The A melodic minor scale ascends and descends as follows:
A B C D E F# G# A G F E D C B A
The general formula for the scale in any key is:
Ascending - 1 2 b3 4 5 6 7
Descending - b7 b6 5 4 b3 2 1
An example of this scale is the opening melody (high) line of Bach's Bouree:
1 2 b3 2 1 7 1 2 6 7 1 2 1 b7 b6 5 4 b3 4 5 b6 5 4 b3 2
The sixth and seventh are major when the melody is in the process of ascending, and are minor when the melody is in the process of descending. You may look at the first seventh and think that it is descending, because the note preceding was the root, which is higher, but the note following is also the root, so which is it - ascending or descending? Looking back at the original premise from which the scale was developed, in order to avoide a step-and-a-half jump between the minor sixth and major seventh, we will have to look at the next note, not the previous note, in order to determine whether the melody is ascending or descending on that particular note. So we have to have a sort of musical ESP in knowing which note is coming next. This ensures that a b6 will never ascend to a 7.
Let us look at the permutations or modes of the melodic minor ascending scale.
Ionian-type: 12-7-64-350 = 2 3 #4 #5 6 7
Dorian-type: 12-7-64-346 a.k.a. Overtone = 2 3 #4 5 6 b7
Phrygian-type: 12-7-64-334 a.k.a. Hindu a.k.a. Acoustic - 2 3 4 5 b6 b7
Lydian-type: 12-7-64-243 = 2 b3 4 b5 b6 b7
Mixolydian-type: 12-7-64-147 a.k.a. Super Locrian a.k.a. Altered = b2 b3 b4 b5 b6 b7
Aeolian-type: 12-7-64-302 a.k.a. Melodic Minor Ascending = 2 b3 4 5 6 7
Locrian-type: 12-7-64-175 a.k.a. Javanese = b2 b3 4 5 6 b7
I marked the scales whose roots change ascend and descending with pink, and otherwise marked the two notes that change in red.

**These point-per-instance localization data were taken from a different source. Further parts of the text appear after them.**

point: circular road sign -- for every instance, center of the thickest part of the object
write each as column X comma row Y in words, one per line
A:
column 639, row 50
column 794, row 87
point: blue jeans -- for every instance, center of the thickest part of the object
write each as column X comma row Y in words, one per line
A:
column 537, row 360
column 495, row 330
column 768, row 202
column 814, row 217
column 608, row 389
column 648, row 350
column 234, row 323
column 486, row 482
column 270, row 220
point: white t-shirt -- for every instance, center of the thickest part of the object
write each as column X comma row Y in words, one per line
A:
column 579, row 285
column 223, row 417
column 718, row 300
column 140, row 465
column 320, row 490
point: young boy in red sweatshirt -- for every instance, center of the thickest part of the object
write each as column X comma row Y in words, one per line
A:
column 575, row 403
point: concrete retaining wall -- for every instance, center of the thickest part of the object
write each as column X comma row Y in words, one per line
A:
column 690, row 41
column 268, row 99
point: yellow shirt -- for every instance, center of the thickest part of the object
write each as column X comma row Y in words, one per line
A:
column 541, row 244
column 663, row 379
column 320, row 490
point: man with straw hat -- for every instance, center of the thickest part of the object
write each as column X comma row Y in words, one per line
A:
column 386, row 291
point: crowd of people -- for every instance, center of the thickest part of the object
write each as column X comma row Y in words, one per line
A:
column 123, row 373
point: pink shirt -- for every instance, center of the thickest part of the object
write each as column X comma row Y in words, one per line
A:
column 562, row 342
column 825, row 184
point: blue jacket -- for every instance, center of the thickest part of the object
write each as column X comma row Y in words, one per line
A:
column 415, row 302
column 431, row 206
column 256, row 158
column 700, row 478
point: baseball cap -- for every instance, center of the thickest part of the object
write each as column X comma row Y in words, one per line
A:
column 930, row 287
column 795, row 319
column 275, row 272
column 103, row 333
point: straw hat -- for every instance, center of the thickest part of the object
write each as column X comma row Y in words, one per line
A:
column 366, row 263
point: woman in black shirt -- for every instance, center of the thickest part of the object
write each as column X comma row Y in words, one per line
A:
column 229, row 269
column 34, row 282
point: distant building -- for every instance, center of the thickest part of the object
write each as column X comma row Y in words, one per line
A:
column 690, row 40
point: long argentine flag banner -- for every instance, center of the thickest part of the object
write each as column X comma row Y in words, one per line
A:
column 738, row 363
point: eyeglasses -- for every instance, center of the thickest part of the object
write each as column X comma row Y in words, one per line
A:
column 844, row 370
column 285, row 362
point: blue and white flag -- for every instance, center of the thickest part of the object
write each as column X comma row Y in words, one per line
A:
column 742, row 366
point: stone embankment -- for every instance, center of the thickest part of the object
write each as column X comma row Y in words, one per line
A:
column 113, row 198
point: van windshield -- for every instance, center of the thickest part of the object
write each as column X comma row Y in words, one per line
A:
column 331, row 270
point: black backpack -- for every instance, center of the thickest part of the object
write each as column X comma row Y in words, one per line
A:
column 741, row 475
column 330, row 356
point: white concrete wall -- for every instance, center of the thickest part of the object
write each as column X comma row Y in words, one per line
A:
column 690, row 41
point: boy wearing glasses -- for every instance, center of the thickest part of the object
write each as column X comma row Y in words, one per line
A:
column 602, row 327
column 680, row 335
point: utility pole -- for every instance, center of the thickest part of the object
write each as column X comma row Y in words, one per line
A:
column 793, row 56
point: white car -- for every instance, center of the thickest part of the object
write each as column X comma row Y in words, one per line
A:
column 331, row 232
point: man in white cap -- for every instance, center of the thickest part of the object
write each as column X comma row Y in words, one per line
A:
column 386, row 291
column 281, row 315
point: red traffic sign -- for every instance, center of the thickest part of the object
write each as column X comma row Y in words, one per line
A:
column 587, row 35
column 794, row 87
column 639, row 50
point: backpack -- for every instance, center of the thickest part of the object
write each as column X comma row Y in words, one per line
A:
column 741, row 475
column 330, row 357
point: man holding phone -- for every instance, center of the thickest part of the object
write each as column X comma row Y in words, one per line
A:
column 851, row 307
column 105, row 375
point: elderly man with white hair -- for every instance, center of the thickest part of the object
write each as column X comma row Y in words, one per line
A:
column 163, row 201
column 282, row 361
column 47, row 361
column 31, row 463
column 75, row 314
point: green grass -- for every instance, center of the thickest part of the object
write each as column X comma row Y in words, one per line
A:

The chord structures in Melodic minor ascending are:
i ii III+ IV V viø viiø
Descending:
VII7 VI v iv III iiø i
In my numerical scale naming rubric, I will denote dynamic scales by the individual names and the parameters that determine which to use.
So the melodic minor scale is numerically denoted as:
(12-7-64-302 ascending / 12-7-66-299 descending)
There are also other reasons a scale can change, such as octave (bass, ow, medium, high), as may occur in some eastern musical forms. You should note that some eastern scales are more closely related to the harmonic series, and that the number of notes per octave increases per octave in the harmonic series. I will opine, though, that changing the intervals based on direction is a much more complicated task than adding intervals as the octave of the scale increases.